DNA double-strand break repair in cell-free extracts from Ku80-deficient cells: implications for Ku serving as an alignment factor in non-homologous DNA end joining

Non-homologous DNA end joining (NHEJ) is considered the major pathway of double-strand break (DSB) repair in mammalian cells and depends, among other things, on the DNA end-binding Ku70/80 heterodimer. To investigate the function of Ku in NHEJ we have compared the ability of cell-free extracts from wild-type CHO-K1 cells, Ku80-deficient xrs6 cells and Ku80-cDNA-complemented xrs6 cells (xrs6-Ku80) to rejoin different types of DSB in vitro. While the two Ku80-proficient extracts were highly efficient and accurate in rejoining all types of DNA ends, the xrs6 extract displayed strongly decreased NHEJ efficiency and accuracy. The lack of accuracy is most evident in non-homologous terminus configurations containing 3′-overhangs that abut a 5′-overhang or blunt end. While the sequences of the 3′-overhangs are mostly preserved by fill-in DNA synthesis in the Ku80-proficient extracts, they are always completely lost in the xrs6 extract so that, instead, small deletions displaying microhomology patches at their breakpoints arise. In summary, our results are consistent with previous results from Ku-deficient yeast strains and indicate that Ku may serve as an alignment factor that not only increases NHEJ efficiency but also accuracy. Furthermore, a secondary NHEJ activity is present in the absence of Ku which is error-prone and possibly assisted by base pairing interactions.
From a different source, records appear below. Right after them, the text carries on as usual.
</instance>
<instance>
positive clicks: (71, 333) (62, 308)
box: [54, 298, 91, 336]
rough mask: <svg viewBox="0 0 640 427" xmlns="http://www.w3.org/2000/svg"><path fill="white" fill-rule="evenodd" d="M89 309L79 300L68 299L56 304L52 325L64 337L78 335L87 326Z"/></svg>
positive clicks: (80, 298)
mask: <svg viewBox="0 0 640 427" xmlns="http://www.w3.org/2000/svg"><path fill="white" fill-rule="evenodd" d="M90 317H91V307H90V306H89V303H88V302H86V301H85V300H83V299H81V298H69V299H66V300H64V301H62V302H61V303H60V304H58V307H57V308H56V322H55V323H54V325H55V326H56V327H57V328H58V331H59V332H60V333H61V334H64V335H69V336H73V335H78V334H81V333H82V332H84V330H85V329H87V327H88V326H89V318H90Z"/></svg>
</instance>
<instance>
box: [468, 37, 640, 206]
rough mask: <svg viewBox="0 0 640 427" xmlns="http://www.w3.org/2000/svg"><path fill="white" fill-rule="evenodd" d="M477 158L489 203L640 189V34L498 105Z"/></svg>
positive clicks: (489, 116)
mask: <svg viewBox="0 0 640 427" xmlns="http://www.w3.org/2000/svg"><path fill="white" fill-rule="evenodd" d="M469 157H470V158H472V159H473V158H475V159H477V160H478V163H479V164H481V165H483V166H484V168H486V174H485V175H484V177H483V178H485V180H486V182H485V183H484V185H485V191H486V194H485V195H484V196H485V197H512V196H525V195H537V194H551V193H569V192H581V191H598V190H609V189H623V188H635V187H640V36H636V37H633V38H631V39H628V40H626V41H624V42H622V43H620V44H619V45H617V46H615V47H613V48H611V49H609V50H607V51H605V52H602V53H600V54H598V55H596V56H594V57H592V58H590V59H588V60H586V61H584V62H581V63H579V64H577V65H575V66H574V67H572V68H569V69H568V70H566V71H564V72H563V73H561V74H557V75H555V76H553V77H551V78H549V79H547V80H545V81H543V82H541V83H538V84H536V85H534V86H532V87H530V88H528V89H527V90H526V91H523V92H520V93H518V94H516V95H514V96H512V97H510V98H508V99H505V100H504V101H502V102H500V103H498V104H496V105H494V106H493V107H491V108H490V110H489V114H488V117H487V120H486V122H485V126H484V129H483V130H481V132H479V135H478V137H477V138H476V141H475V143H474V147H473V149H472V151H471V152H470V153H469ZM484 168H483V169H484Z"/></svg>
非同源末端连接（non-homologous DNA end joining, NHEJ）被公认为哺乳动物细胞内双链断裂（double-strand break, DSB）修复的核心途径，其过程依赖于DNA末端结合的Ku70/80异二聚体（DNA end-binding Ku70/80 heterodimer）。为探究Ku在非同源末端连接中的功能，本研究对比了野生型CHO-K1细胞、Ku80缺陷型xrs6细胞以及经Ku80-cDNA互补的xrs6细胞（xrs6-Ku80）的无细胞提取物在体外（in vitro）重连不同类型双链断裂的能力。相较于两类Ku80功能正常的提取物可高效且精准地重连所有类型的DNA末端，xrs6细胞提取物的非同源末端连接效率与精准度均显著下降。该精准度缺失在带有3'突出端（3'-overhang）且毗邻5'突出端（5'-overhang）或平端（blunt end）的非同源末端构型中表现得最为显著。在Ku80功能正常的提取物中，3'突出端的序列大多可通过DNA填充合成（fill-in DNA synthesis）得以保留；而在xrs6细胞提取物中，这些序列会完全丢失，转而形成在断裂点（breakpoints）处带有微同源序列区域（microhomology patches）的小片段缺失。综上，本研究结果与此前针对Ku缺陷型酵母菌株（Ku-deficient yeast strains）的研究结论一致，表明Ku可作为一种对齐因子，不仅能够提升非同源末端连接的效率，还能保障其修复精准度。此外，在缺失Ku的情况下，还存在一种次级非同源末端连接活性，该活性易出错（error-prone），且可能通过碱基配对相互作用（base pairing interactions）得以辅助。